NXP, if you are monitoring, could you try to explain these anomalies to
us?

Larry
Joe,

Thank you for your comment.
> I teach a class on microcontroller systems and during one of the lab
> sessions the students measured the DC parameters of one of the IO pins
> of an LPC1343.

Didn't you by chance measure also the load characteristics of the pin set to input with pullup? The LPC13xx datasheet appears to have the same graph in this regard than the LPC17xx datasheet, but according to our measurements the real voltages are around 1V lower.
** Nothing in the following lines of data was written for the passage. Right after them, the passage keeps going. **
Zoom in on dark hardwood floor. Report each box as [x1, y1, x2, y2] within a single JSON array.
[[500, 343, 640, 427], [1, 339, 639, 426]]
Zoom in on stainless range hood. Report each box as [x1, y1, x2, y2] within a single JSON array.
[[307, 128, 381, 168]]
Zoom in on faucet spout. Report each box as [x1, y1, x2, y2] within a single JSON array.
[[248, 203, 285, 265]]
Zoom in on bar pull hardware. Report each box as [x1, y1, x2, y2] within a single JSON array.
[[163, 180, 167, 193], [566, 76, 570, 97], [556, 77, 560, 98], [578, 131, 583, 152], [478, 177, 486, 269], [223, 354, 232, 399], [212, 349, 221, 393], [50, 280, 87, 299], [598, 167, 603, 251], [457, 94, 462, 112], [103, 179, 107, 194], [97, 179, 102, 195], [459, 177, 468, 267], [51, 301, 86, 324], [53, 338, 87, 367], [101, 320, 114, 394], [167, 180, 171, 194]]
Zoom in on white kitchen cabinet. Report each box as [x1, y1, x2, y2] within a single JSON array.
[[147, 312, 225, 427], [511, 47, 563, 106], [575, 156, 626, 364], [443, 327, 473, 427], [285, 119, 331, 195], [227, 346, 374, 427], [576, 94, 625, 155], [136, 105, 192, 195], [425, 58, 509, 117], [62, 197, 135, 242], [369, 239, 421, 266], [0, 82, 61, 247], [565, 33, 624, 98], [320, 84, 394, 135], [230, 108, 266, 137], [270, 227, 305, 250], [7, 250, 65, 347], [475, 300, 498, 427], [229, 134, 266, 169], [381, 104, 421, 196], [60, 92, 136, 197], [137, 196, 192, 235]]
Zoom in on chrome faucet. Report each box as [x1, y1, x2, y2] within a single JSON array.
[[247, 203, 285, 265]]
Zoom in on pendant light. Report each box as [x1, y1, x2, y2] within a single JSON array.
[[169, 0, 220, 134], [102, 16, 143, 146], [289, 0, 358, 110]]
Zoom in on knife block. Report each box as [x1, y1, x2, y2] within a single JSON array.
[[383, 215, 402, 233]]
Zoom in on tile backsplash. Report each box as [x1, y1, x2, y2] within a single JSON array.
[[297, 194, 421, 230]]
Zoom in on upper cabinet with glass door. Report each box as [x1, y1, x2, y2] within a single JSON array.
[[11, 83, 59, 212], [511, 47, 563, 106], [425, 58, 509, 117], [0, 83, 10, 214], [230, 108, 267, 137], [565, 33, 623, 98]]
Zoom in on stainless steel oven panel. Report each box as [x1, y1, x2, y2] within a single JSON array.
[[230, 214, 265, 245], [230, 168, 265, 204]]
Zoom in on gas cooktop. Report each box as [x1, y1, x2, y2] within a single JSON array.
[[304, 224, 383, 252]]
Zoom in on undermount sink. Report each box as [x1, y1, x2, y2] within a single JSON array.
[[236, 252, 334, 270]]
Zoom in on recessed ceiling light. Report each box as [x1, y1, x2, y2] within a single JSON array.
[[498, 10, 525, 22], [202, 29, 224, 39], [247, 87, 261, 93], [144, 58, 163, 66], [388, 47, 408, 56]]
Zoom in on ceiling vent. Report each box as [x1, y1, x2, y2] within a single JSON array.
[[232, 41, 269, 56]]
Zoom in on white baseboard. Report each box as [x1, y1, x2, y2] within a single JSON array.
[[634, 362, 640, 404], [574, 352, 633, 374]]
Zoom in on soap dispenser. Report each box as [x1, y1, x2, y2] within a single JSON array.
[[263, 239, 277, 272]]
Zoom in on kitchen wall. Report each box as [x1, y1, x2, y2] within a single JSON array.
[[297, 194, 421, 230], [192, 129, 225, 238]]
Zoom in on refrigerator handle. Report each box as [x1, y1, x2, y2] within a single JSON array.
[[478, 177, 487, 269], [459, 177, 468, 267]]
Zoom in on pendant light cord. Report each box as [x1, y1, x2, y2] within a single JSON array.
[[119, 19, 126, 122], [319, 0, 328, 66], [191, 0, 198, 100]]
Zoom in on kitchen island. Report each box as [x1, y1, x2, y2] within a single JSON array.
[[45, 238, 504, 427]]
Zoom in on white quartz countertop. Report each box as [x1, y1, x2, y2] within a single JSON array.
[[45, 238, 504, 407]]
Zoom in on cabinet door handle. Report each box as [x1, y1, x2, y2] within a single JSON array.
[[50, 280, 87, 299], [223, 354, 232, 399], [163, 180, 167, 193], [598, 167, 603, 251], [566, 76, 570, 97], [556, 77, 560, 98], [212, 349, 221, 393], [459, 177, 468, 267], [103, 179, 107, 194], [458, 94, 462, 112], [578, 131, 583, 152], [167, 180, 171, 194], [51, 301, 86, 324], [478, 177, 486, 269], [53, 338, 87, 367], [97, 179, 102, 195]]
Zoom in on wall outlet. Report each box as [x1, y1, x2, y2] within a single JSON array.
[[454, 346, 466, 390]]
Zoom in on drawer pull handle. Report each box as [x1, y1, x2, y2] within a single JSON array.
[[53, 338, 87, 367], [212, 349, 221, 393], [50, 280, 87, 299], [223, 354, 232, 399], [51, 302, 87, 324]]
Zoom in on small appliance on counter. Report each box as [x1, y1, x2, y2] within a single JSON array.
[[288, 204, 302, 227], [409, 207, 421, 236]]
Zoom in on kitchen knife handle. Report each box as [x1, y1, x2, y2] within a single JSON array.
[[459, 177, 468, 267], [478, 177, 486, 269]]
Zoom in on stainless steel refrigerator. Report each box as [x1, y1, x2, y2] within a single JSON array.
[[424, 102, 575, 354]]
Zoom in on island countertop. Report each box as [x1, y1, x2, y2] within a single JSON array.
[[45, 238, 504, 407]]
> We were able to verify all of the parameters except the
> hysteresis voltage, which was typically about half of the data sheet
> value. We measured VIH and VIL both with and without hysteresis enabled and there is definitely some additional hysteresis, just not as much as
> we expected.

I have not seen even the 0.2V hysteresis, which would be half of the datasheet value (which is specified as "min"). Although the LPC17xx, contrary to the LPC13xx, can't have the hysteresis switched off, I wonder whether there couldn't be an undocumented register controlling the hysteresis, set to "off" by default after reset; or is this simply just a design error.
> I tried to find a specification for the test method that NXP used for
> this parameter but I was unsuccessful.
I too would like to hear NXP to comment in a professional way on these findings. I was never very confident in these hastily concocted new chips, but after issues like these surface, I become increasingly more hesitant to recommend and use them for our new designs. I'd hate to come across some show-stopping error after having spent considerable time with development; mysterious intermittents due to chips not working as promised in the (also not very carefully prepared) datasheets would be even more detrimental.